Byłaby pierwszą, którą bym polubiła.
-
Ale jestem tylko jego przyjaciółką.
-
Nawet nie wiesz jak bardzo bym chciała by to się wkrótce zmieniło – powiedziała
poważnym tonem, patrząc jej prosto w oczy.
-
Chodźmy może do środka – zaproponował Nicholas. Sophie posłała mu uśmiech
podziękowania.
Zaczęli iść wąskim chodnikiem zrobionym z
malutkich kamyczków. Wzdłuż niego rosły kwiaty, chociaż już nie kwitły Sophie
nie mogła sobie wyobrazić jak to wygląda na wiosnę.
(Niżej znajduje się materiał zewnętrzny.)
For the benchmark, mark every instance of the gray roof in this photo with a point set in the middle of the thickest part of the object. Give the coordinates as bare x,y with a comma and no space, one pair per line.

Weszli po krótkich schodach. Nick złapał ją
mocno za rękę, dodając sił i spojrzał na nią.
-
Gotowa? – zapytał bezgłośnie. Pokiwała w odpowiedzi. Nacisnął klamkę i weszli
do środka.
***
Pierwszym co Sophie usłyszała był gwar
rozmów. Kakofonię wymieszanych głosów męskich i damskich. Następnie jej oczy,
przyzwyczajone do zapadającego zmierzchu, zalało jasne światło buchające z
żyrandoli. Dopiero po chwili, gdy jej narządy słuchu i wzroku przyzwyczaiły się
do nowych warunków, potrafiła rozejrzeć się dookoła. Krótki korytarz ozdobiony
był zdjęciami. Przy przeciwległej ścianie stała szafka z ciemnego drewna na
buty. Sophie zaczęła ściągać swoje białe balerinki, ale poczuła, ze ktoś
kładzie jej dłoń na ramieniu.
-
Nie ściągaj butów – powiedziała pani Miles.
-
Nie, ściągnę. Będę się bardzo źle czuć, brudząc pani dom.
-
No dobrze. Ale nie chce by marzły ci stopy, więc chociaż załóż papcie – podała
jej zielone ocieplane klapki. Jak już dawno nie chodziła w tego rodzaju butach
domowych. Wsunęła w nie stopy i poczuła ciepło rozchodzące się od jej palców po
pięty.
-
Ki, Ki! – usłyszała damski głos za plecami. Odwróciła głowę i zobaczyła
szczupłą dziewczynę, biegnącą w ich stronę, która po chwili rzuciła się w ramiona
Nicka. Chłopak przygarnął ją mocno do siebie i wsunął głowę między jej włosy.
-
Wszystkiego najlepszego siostrzyczko – powiedział, tarmosząc jej włosy.
-
Hej! – obruszyła się dziewczyna, uciekając przed jego ręką. – Mamo, skończyło
się wino, nie wiesz gdzie jest drugie?
-
Już? Jak tak dalej pójdzie to o północy twój tata będzie musiał biec po kolejną
porcję alkoholu. Zajmę się tym – powiedziała kobieta i ruszyła w głąb domu.
-
Ty musisz być Sophie. Ja jestem Natalie, siostra tego przygłupa. Ale to, że
jest idiotą to chyba już zauważyłaś?
-
Po pierwszym zdaniu, które wypowiedział – odparła ze śmiechem.
-
Hej! Ja tu jestem! Nie obrażajcie mnie w mojej obecności. A co jak się załamię
i spróbuję popełnić samobójstwo?
-
Więcej pokojów gościnnych – odpowiedziała spokojnie Natalie.
-
Wiesz, co? Idę się pociąć mydłem w płynie – powiedział i zaczął się oddalać.
-
Tylko nie zalej łazienki! – krzyknęła za nim siostra z uśmiechem. – Mój brat
wiele mi o tobie opowiadał – powiedziała, gdy zniknął im z oczu.
-
Serio?
-
Tak. I musze przyznać, że jesteś naprawdę piękna.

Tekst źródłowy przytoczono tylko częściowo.